Al Ain newsletter Mohsen Khader

Sunday 05/25/24 04:57 AM Abu Dhabi time

Argentina has defaulted on a payment of its accumulated debts for the ninth time in its history – since independence in 1816 – and the fifth in the last 20 years and the second since 2000, in what appears to be a “vicious circle” that Buenos Aires is unable to exit from.

According to the British Guardian newspaper, Argentina is currently on the verge of a “technical bankruptcy” in the event creditors reject its proposals for restructuring.

Argentina has many tales with default, the last of which happened in 2001 when it failed to repay 100 billion dollars in debt.

After this failure, the country entered into a violent economic and social crisis.

Currently, after nearly 20 years of that crisis, Argentina faces the same situation as its economy has been in recession for two years and inflation has registered a significant increase at 53% and poverty at 33%.

The debt of Argentina currently stands at 324 billion dollars, accounting for 90% of its gross domestic product, including 65 billion dollars for foreign investors.

Most of this debt has been formed since 2016 when international investors were optimistic about President Mauricio Macri’s capitalist government, which increased the bet on the recovery of growth after years of government intervention in the economy under the leadership of former President Christina Fernandez de Kirchner.

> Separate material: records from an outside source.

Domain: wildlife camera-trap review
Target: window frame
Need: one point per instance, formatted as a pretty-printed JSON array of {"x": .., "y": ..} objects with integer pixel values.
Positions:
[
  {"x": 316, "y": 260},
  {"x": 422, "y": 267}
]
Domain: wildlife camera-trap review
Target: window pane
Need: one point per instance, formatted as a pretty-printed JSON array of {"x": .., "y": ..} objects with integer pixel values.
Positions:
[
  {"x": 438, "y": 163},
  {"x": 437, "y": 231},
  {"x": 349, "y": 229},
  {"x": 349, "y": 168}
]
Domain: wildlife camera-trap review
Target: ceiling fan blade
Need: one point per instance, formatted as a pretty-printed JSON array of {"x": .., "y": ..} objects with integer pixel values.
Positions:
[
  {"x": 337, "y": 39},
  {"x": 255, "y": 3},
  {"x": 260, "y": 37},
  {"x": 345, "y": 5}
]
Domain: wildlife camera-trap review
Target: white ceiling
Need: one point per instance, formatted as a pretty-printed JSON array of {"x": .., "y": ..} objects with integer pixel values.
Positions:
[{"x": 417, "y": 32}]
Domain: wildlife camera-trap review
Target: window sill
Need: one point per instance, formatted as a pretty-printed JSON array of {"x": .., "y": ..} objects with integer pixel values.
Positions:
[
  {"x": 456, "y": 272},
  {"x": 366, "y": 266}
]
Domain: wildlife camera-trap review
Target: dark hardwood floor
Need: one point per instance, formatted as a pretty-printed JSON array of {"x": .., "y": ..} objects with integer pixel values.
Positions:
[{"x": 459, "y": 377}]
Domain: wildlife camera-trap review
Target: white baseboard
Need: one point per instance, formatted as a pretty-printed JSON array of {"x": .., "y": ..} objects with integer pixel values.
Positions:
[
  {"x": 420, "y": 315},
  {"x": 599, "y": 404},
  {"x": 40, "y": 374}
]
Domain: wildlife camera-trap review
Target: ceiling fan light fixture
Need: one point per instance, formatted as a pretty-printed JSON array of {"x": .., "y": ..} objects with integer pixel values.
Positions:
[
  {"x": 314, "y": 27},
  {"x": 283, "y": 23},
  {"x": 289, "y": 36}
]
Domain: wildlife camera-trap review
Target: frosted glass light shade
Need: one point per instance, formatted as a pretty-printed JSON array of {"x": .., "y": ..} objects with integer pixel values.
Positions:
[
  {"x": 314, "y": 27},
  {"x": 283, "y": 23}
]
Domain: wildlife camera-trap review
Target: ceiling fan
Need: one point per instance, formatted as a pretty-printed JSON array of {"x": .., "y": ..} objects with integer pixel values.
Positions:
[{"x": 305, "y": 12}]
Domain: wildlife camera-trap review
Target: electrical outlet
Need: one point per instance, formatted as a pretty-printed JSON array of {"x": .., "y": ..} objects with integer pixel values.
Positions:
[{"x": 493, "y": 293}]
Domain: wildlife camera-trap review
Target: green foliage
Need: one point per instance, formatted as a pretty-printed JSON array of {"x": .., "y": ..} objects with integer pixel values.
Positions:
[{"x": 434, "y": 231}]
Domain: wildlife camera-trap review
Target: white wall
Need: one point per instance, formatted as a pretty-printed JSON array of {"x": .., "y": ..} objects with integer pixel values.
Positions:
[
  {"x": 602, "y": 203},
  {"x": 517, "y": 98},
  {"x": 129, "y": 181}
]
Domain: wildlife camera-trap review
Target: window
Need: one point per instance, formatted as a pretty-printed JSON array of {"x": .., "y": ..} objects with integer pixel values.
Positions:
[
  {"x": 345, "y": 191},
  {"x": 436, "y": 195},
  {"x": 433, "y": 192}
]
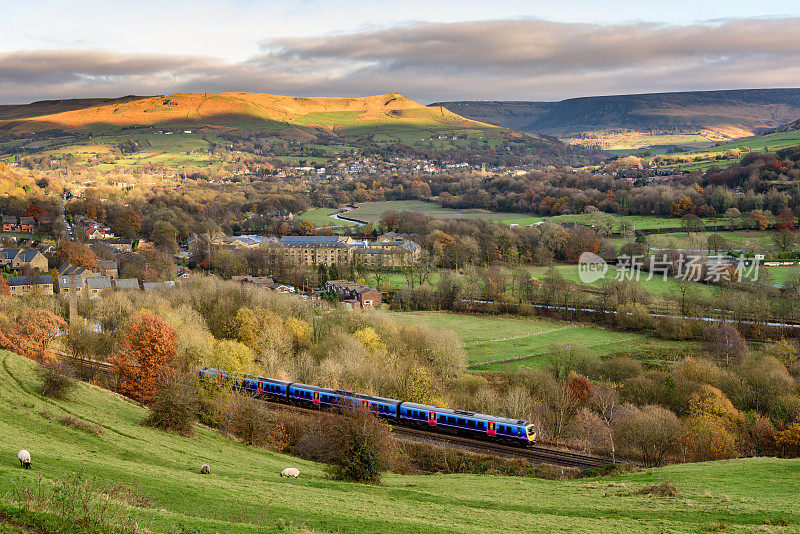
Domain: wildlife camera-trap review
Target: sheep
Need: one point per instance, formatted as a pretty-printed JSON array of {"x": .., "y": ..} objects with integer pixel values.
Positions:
[
  {"x": 290, "y": 472},
  {"x": 24, "y": 459}
]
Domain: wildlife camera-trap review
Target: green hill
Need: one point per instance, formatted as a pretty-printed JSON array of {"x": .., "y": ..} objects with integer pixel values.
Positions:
[
  {"x": 164, "y": 492},
  {"x": 184, "y": 128},
  {"x": 696, "y": 118}
]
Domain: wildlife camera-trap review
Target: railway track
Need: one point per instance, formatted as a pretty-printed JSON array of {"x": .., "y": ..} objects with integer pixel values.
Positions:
[{"x": 534, "y": 453}]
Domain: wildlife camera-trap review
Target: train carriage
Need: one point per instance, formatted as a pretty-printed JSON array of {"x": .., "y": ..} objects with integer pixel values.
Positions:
[
  {"x": 434, "y": 418},
  {"x": 478, "y": 425}
]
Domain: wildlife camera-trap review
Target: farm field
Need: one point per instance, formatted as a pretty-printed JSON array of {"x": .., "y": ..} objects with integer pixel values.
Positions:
[
  {"x": 489, "y": 340},
  {"x": 243, "y": 493},
  {"x": 639, "y": 222},
  {"x": 772, "y": 142},
  {"x": 657, "y": 285},
  {"x": 373, "y": 211},
  {"x": 322, "y": 217}
]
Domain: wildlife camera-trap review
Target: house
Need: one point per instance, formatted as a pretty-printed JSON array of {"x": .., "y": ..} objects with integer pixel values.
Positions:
[
  {"x": 71, "y": 284},
  {"x": 23, "y": 260},
  {"x": 364, "y": 296},
  {"x": 122, "y": 245},
  {"x": 10, "y": 224},
  {"x": 153, "y": 286},
  {"x": 108, "y": 268},
  {"x": 122, "y": 284},
  {"x": 97, "y": 284},
  {"x": 67, "y": 269},
  {"x": 27, "y": 224},
  {"x": 282, "y": 288},
  {"x": 28, "y": 285},
  {"x": 258, "y": 281}
]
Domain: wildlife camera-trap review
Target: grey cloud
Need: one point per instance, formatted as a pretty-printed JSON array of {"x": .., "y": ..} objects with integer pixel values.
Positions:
[{"x": 501, "y": 59}]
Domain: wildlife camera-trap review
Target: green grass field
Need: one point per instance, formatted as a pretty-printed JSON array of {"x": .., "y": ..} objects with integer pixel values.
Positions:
[
  {"x": 639, "y": 222},
  {"x": 490, "y": 339},
  {"x": 244, "y": 494},
  {"x": 373, "y": 211},
  {"x": 322, "y": 217},
  {"x": 771, "y": 142}
]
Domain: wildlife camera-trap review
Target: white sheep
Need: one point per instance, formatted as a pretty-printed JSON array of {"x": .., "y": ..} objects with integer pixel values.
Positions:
[
  {"x": 290, "y": 472},
  {"x": 24, "y": 459}
]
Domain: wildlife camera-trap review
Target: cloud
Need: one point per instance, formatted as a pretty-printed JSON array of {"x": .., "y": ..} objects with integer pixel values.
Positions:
[{"x": 499, "y": 59}]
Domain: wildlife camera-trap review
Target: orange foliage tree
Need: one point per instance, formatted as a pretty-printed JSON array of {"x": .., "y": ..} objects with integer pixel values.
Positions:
[
  {"x": 145, "y": 348},
  {"x": 77, "y": 254},
  {"x": 31, "y": 334}
]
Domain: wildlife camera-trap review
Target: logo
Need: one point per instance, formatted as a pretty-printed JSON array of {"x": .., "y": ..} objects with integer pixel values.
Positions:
[{"x": 591, "y": 267}]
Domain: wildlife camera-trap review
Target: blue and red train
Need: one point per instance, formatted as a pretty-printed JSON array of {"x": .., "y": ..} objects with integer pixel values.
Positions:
[{"x": 434, "y": 418}]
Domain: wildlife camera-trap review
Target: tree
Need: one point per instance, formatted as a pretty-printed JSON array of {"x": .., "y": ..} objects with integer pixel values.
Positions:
[
  {"x": 78, "y": 254},
  {"x": 581, "y": 239},
  {"x": 680, "y": 206},
  {"x": 165, "y": 237},
  {"x": 305, "y": 228},
  {"x": 357, "y": 445},
  {"x": 784, "y": 240},
  {"x": 785, "y": 220},
  {"x": 605, "y": 397},
  {"x": 724, "y": 342},
  {"x": 717, "y": 243},
  {"x": 31, "y": 334},
  {"x": 692, "y": 223},
  {"x": 651, "y": 433},
  {"x": 145, "y": 348}
]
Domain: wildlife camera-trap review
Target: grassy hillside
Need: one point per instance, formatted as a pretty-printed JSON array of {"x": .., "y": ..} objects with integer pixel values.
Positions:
[
  {"x": 489, "y": 340},
  {"x": 245, "y": 494},
  {"x": 698, "y": 118},
  {"x": 188, "y": 125}
]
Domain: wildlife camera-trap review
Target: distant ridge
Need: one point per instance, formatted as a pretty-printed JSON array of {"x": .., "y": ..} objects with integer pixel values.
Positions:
[
  {"x": 226, "y": 111},
  {"x": 711, "y": 115}
]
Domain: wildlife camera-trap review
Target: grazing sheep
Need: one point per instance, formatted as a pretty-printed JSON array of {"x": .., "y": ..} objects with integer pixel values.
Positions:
[{"x": 290, "y": 472}]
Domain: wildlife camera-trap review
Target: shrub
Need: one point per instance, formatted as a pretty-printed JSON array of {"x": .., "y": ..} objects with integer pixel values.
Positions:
[
  {"x": 57, "y": 381},
  {"x": 650, "y": 434},
  {"x": 250, "y": 420},
  {"x": 175, "y": 404},
  {"x": 357, "y": 446}
]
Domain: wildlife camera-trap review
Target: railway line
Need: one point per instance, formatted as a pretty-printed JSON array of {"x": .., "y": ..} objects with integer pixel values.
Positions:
[{"x": 534, "y": 453}]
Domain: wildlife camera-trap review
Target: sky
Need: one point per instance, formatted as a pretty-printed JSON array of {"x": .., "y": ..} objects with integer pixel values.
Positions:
[{"x": 433, "y": 50}]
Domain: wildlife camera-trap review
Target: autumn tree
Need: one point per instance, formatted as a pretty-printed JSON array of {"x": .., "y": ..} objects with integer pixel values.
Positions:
[
  {"x": 785, "y": 220},
  {"x": 305, "y": 228},
  {"x": 581, "y": 239},
  {"x": 145, "y": 348},
  {"x": 32, "y": 333},
  {"x": 78, "y": 254},
  {"x": 680, "y": 206},
  {"x": 651, "y": 433}
]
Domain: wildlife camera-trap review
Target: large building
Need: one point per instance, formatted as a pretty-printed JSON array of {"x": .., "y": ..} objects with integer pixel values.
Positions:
[
  {"x": 389, "y": 250},
  {"x": 23, "y": 260}
]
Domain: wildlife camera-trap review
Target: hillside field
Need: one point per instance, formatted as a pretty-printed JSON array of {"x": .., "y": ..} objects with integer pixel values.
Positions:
[
  {"x": 372, "y": 212},
  {"x": 244, "y": 493},
  {"x": 492, "y": 340}
]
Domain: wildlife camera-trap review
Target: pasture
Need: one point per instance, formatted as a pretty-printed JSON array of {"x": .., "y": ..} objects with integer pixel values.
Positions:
[
  {"x": 322, "y": 217},
  {"x": 491, "y": 341},
  {"x": 372, "y": 212},
  {"x": 164, "y": 491}
]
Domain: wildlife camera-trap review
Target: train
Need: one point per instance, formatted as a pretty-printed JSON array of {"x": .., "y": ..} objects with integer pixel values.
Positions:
[{"x": 432, "y": 418}]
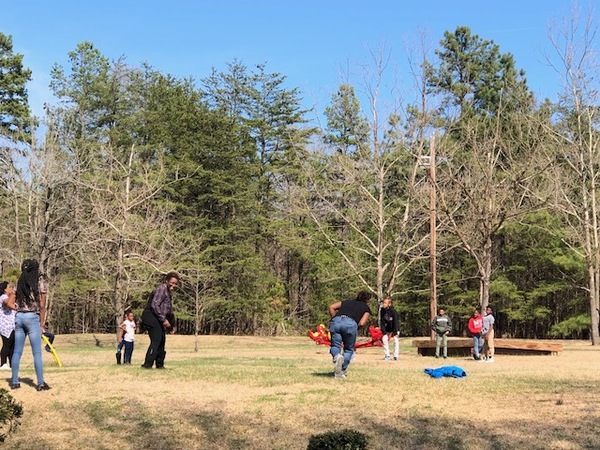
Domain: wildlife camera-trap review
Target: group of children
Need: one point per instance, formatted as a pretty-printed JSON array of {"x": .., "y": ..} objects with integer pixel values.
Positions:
[{"x": 480, "y": 327}]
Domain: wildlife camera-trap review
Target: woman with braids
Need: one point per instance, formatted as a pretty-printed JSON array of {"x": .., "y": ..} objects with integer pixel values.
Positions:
[
  {"x": 7, "y": 323},
  {"x": 157, "y": 319},
  {"x": 30, "y": 304}
]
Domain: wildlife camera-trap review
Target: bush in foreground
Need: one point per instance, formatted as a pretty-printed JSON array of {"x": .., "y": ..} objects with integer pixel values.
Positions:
[
  {"x": 338, "y": 440},
  {"x": 10, "y": 414}
]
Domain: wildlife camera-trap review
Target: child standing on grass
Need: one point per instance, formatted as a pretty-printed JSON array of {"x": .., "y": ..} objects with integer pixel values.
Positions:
[
  {"x": 126, "y": 337},
  {"x": 390, "y": 325}
]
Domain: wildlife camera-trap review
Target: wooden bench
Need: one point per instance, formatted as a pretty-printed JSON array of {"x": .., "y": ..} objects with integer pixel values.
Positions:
[{"x": 464, "y": 347}]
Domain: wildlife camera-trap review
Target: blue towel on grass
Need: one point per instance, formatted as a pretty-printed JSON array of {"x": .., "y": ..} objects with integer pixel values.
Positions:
[{"x": 446, "y": 371}]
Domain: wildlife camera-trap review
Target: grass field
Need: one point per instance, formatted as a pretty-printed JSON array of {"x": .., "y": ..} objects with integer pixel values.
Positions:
[{"x": 274, "y": 393}]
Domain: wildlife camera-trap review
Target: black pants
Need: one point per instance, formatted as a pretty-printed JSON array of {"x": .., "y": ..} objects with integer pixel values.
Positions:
[
  {"x": 158, "y": 334},
  {"x": 8, "y": 345}
]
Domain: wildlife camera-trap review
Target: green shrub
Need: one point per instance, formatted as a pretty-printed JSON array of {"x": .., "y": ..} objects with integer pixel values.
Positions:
[
  {"x": 10, "y": 414},
  {"x": 338, "y": 440}
]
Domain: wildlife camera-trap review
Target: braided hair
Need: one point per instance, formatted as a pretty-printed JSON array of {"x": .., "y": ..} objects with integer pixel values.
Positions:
[{"x": 28, "y": 285}]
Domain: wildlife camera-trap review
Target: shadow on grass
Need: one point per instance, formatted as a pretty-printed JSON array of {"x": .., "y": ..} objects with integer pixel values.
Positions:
[{"x": 328, "y": 374}]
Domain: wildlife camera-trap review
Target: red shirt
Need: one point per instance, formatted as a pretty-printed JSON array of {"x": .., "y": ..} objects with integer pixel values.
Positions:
[{"x": 475, "y": 324}]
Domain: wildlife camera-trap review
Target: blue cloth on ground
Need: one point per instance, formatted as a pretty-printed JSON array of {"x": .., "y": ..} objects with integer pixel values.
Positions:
[{"x": 446, "y": 371}]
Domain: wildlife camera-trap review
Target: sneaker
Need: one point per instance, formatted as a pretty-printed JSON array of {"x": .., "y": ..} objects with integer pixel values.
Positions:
[
  {"x": 42, "y": 387},
  {"x": 339, "y": 361}
]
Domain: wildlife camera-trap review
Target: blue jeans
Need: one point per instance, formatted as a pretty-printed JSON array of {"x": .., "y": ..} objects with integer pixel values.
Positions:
[
  {"x": 477, "y": 344},
  {"x": 343, "y": 329},
  {"x": 28, "y": 324}
]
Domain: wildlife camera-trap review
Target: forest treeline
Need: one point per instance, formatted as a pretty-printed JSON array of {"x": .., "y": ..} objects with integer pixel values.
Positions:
[{"x": 132, "y": 173}]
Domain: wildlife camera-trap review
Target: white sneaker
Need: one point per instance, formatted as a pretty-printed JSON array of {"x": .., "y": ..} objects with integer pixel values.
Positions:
[{"x": 339, "y": 361}]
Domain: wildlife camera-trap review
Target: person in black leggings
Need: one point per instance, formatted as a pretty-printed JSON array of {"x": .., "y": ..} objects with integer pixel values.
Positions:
[{"x": 157, "y": 319}]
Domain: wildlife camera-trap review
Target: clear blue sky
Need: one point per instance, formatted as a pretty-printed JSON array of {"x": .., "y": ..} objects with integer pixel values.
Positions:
[{"x": 311, "y": 42}]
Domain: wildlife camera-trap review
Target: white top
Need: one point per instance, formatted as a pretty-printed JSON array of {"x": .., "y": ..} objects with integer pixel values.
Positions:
[{"x": 128, "y": 327}]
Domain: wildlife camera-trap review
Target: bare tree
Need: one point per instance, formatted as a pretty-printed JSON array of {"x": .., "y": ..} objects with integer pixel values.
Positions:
[
  {"x": 576, "y": 153},
  {"x": 364, "y": 197}
]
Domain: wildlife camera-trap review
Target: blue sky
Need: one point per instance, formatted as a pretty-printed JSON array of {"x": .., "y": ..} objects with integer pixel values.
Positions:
[{"x": 313, "y": 43}]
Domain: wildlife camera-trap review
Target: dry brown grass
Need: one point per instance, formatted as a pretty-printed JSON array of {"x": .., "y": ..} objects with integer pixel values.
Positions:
[{"x": 274, "y": 393}]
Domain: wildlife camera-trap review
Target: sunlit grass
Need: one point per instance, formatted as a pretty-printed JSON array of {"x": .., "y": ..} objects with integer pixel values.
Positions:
[{"x": 274, "y": 393}]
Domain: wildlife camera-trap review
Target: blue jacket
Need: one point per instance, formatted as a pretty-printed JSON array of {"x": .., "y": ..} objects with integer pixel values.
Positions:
[{"x": 446, "y": 371}]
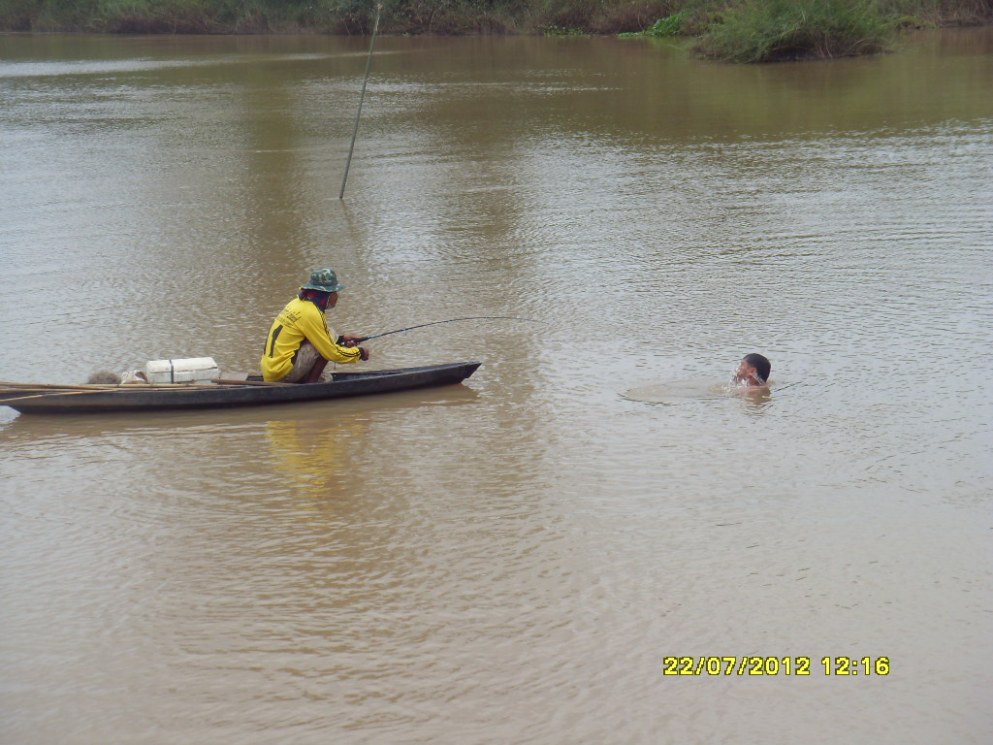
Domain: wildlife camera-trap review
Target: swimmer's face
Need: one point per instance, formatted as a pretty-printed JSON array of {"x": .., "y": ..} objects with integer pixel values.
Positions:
[{"x": 747, "y": 374}]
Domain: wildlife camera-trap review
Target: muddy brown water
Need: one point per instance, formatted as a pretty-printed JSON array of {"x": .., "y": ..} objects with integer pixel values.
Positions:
[{"x": 509, "y": 561}]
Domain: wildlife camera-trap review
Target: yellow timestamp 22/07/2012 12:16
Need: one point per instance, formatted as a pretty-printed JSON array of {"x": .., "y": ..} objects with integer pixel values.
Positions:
[{"x": 751, "y": 665}]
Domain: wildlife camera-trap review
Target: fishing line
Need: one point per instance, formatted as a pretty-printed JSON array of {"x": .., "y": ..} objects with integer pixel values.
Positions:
[
  {"x": 368, "y": 66},
  {"x": 361, "y": 339}
]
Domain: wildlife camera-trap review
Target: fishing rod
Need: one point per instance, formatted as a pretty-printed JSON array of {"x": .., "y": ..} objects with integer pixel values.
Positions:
[
  {"x": 361, "y": 339},
  {"x": 368, "y": 66}
]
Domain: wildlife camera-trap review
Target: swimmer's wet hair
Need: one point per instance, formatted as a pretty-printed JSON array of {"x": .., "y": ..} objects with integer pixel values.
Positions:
[{"x": 762, "y": 365}]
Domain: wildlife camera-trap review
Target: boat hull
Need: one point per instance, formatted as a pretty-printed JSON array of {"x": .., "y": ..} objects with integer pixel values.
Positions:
[{"x": 101, "y": 399}]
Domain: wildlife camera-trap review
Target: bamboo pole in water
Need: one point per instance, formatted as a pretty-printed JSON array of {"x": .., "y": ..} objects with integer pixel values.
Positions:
[{"x": 368, "y": 66}]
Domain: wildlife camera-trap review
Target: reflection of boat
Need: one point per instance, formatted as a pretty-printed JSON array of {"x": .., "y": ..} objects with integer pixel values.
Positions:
[{"x": 95, "y": 399}]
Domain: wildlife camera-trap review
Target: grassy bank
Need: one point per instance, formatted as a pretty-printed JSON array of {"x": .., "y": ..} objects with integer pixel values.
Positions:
[{"x": 733, "y": 30}]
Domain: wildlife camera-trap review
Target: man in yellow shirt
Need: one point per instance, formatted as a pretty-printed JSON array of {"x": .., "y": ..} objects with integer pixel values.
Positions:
[{"x": 300, "y": 342}]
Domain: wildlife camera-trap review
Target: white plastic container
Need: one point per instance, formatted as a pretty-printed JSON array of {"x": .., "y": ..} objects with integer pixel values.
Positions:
[{"x": 190, "y": 370}]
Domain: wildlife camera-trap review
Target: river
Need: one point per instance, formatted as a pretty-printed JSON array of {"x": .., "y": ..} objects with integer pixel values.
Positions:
[{"x": 511, "y": 560}]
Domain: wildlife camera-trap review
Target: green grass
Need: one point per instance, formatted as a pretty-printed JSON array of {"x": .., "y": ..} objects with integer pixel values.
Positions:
[
  {"x": 777, "y": 30},
  {"x": 731, "y": 30}
]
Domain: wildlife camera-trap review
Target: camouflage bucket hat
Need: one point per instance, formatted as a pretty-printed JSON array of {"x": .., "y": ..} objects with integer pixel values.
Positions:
[{"x": 324, "y": 280}]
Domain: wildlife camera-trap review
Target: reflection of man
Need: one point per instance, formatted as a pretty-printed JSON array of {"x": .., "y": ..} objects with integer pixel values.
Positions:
[
  {"x": 300, "y": 342},
  {"x": 312, "y": 455}
]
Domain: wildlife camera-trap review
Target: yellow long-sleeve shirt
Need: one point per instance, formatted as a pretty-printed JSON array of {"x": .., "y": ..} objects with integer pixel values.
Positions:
[{"x": 298, "y": 322}]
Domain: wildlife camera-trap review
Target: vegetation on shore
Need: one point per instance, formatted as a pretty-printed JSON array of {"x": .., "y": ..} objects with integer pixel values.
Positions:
[{"x": 732, "y": 30}]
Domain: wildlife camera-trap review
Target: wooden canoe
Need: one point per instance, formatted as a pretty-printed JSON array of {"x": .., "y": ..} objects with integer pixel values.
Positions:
[{"x": 97, "y": 399}]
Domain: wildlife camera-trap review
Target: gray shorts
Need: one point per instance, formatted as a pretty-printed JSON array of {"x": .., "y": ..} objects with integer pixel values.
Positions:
[{"x": 303, "y": 363}]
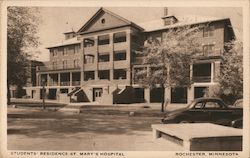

However, things went wrong in Macri’s era as the currency fell and inflation rose.

In 2019, left-leaning Alberto Fernandez (Kirchner’s ally) won the presidency of Argentina to adopt a different approach to debt by stopping interest payments and renegotiating.

And she says The Guardian Most of Argentina’s debt is in foreign currency. At the end of last year, it reached $ 414 billion, or 93%.

Argentina received the largest loan in the history of the International Monetary Fund in 2018, worth $ 57.1 billion over three years.

The current crisis

The last amount that Argentina defaulted is a $ 500 million payment that is interest on bonds.

Argentina says it will not pay any interest, and has proposed to creditors a restructuring plan that includes much lower interest payments on its debt and deferral of payments until 2024.

The proposal includes exchanging bonds for new ones with a three-year amnesty period without payments, a reduction of 5.4% in capital and 62% on interest.

Creditors reject these proposals, prompting Argentina to extend the deadline for negotiations with them until June 2.

A group of top economists, including Thomas Piketty and Nobel Prize winner Joseph Stiglitz, urged bondholders to take a constructive approach to restructuring Argentina’s debt.

They said debt relief for the country would be “the only way to fight the epidemic and put the economy on a sustainable path.”